The Kaye report was forwarded to the NCAA, which could have issued its own sanctions in addition to Binghamton's own decision to pull out of postseason play. On October 18, the NCAA found that Hsu had committed two secondary violations by providing impermissible travel to two players. However, due to lack of cooperation from involved parties, the NCAA was unable to find any major violations. Due to the lack of major violations, Broadus' lawyer asked for his reinstatement, but Zimpher reiterated that he would not return as coach. On October 28, Broadus announced he was filing a federal discrimination lawsuit against Binghamton and SUNY. Hours later, the three parties reached a settlement in which Broadus would resign and take a $1.2 million buyout in return for dropping all legal action against Binghamton or SUNY.

In November 2011, senior Kyrie Sutton, the last remaining player from Binghamton's 2009 champion squad, was dismissed from the team after he was arrested for the misdemeanor of criminal possession of stolen property. It was Sutton's fourth legal incident since joining Binghamton.
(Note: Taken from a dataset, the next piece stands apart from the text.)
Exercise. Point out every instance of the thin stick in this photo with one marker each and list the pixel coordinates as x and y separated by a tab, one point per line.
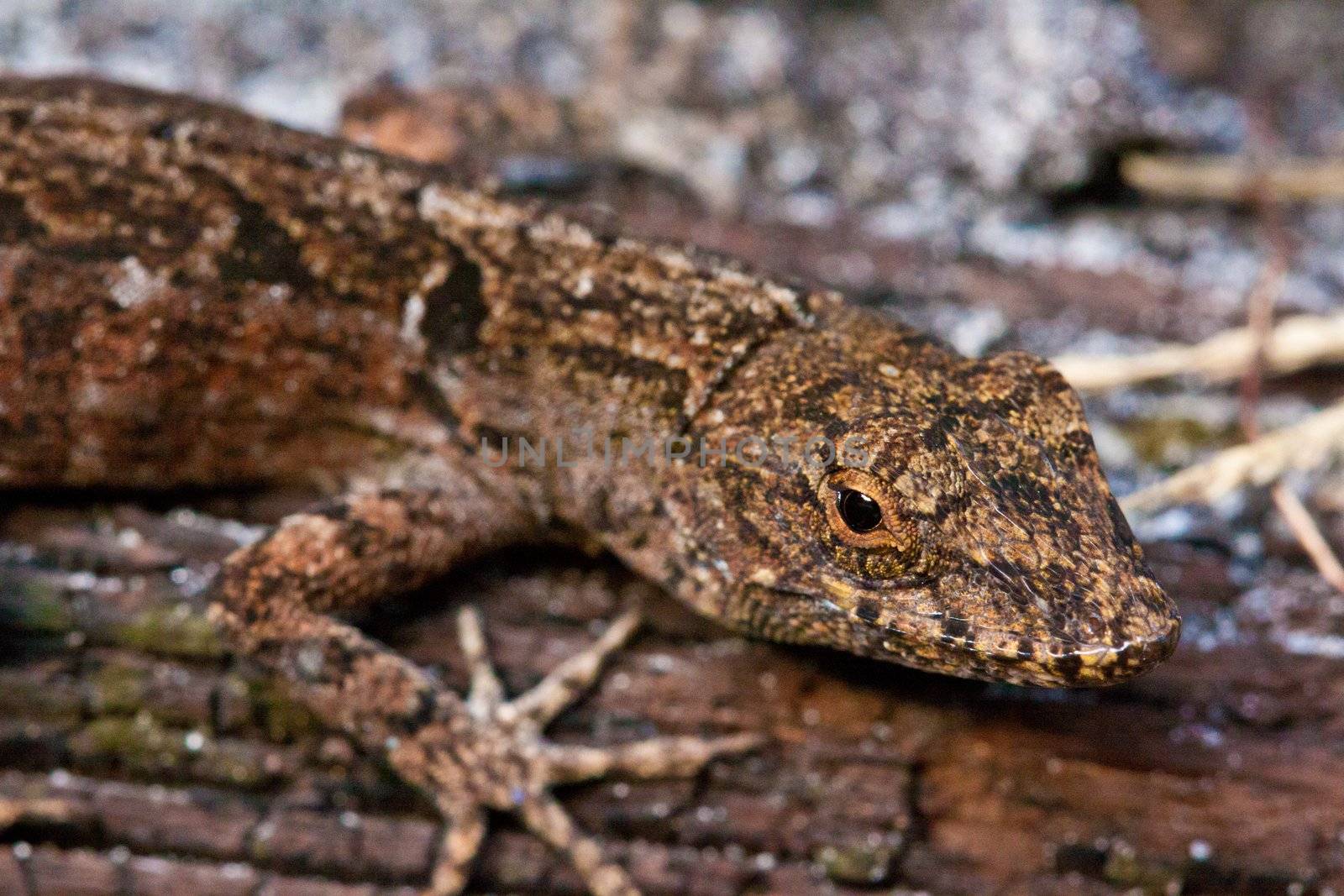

Nearly a year later, in October 2012, senior Javon Ralling and freshman Jordan Reed were suspended after both were arrested for disorderly conduct. Ralling was also charged with resisting arrest.

On April 30, 2012, Mark Macon was fired as head coach of the men's basketball team. Macon's Bearcats began the 2011–12 season with a 0–26 record, the last remaining winless team in Division I, and ended the regular season at 1–28 for the worst season in program history. In three seasons as head coach, Macon went 24–68 in his tenure.

In May 2014, Binghamton University became one of four New York universities, and the only SUNY, being investigated for suspected Title IX civil rights violations.

Binghamton's basketball program has never recovered from the scandal. From 2010 to 2020, the Bearcats amassed a record of 90–250 (.265), going 42–134 (.239) in America East conference play.